GSK3β-mediated phosphorylation of Drp1 at the Ser693 site in addition to Ser616 and Ser637 located within the GED domain induces elongated mitochondrial morphology which in turn inhibits mitochondrial fission/fragmentation. Blockage of GSK3β mediated Drp1 rescues Aβ induced neuronal apoptosis and provides protection from AD.

Figure 6. Summary of cellular and molecular changes in the pathogenesis of Alzheimer’s disease

Alzheimer’s disease is associated with the loss of synapses, oxidative stress, mitochondrial structural and functional changes, inflammatory responses, alterations in cholinergic neurotransmission, hormonal dysregulation and cell cycle abnormalities. All these changes are affected on long-term potentiation which in turn causes long term depression across the neurons, ultimately effecting synaptic transmission.

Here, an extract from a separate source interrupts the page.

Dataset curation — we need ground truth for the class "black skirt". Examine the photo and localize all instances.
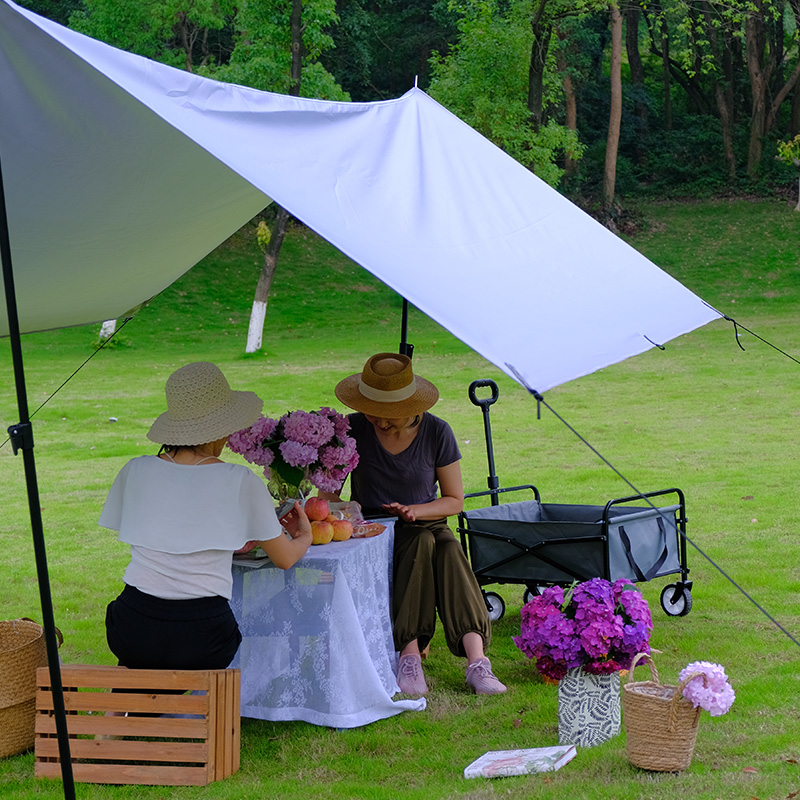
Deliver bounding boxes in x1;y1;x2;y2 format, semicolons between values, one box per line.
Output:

Figure 7. GS3β-Drp1-p53-CDK5 interaction in the pathogenesis of Alzheimer’s disease

Amyloid beta peptide causes hyper activation of N-methyl-D-aspartate receptors, which triggers downstream pathways such as phosphorylated tau, cyclin-dependent kinase 5, dynamin-related protein 1 and GSK-3β. These events cause endocytosis of AMPA receptors as well as NMDARs through calcium ions. These pathways may lead to abnormalities in mitochondrial dynamics and bioenergetics and impaired long-term potentiation, and synaptic dysfunction in Alzheimer’s disease neurons. The p53-dependent apoptotic pathway mobilizes the pro-apoptotic protein Bax, in turn causes mitochondrial fragmentation during apoptosis by forming a complex with Drp1 and Mfn2 at fission sites. As a transcriptional regulator, p53 may also have a direct influence on the expression and function of proteins regulating mitochondrial morphology.

Figure 8. Role of microRNA30 and microRNA499 in neuronal survival

Increased free radicals trigger DNA damage response and/or oxidative stress that may elicit p53-dependent apoptotic pathway. p53 mobilizes the pro-apoptotic protein Bax through the transcriptional activation of BH3 domain in proteins such as PUMA that may elevates Drp1 levels, ultimately leading to mitochondrial fragmentation. MicroRNAs, MiR30 and miR499 reduce mitochondrial fission activity by suppressing the expression of p53 and Drp1 and enhance neuronal survival.